Kuhn und Föll hatten vom Gemeinderat gefordert, zusammen mit dem Jahresabschluss 2016, der einen Überschuss von 231 Millionen Euro ausweist, eine Sparliste zu verabschieden. Mit verschiedenen Maßnahmen, zum Beispiel weniger Wechselbepflanzung im Höhenpark Killesberg und dem Entfall des letzten öffentlichen Warmbadetages in Feuerbach, Plieningen und Bad Cannstatt sowie diversen Gebührenerhöhungen, sollten pro Jahr rund 26 Millionen Euro mehr im Haushalt verfügbar sein. Man wolle „sparen, um zu investieren“, hatten die beiden Bürgermeister vor der Presse gesagt.

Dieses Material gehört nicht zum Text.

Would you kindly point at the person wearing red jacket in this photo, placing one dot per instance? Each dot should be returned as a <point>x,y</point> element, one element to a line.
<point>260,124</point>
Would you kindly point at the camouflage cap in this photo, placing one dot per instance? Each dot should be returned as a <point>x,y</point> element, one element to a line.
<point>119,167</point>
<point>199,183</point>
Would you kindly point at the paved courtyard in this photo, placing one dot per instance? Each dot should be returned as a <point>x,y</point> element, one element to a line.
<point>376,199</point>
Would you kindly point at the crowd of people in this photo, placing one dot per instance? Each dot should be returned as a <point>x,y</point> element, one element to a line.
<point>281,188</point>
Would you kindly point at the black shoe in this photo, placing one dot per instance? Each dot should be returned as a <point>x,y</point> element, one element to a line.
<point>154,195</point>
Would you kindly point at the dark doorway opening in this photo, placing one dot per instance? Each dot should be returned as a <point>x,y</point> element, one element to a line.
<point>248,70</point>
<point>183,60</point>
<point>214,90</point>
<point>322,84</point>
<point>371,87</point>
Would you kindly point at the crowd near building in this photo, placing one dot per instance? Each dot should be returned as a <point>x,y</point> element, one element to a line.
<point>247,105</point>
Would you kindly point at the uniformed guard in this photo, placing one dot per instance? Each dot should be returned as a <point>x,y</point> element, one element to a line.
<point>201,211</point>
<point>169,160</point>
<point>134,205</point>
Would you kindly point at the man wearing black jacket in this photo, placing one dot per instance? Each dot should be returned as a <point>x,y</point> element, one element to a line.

Vorhaltungen an die Bürgermeister

Der Appell für eine erneute Sparrunde samt Preiserhöhungen kam bei den Fraktionen nicht gut an. Statt sie zu beschließen, nahmen die Räte sie nur zur Kenntnis. Über Einzelpunkte solle bei den Haushaltsplanberatungen gesprochen werden.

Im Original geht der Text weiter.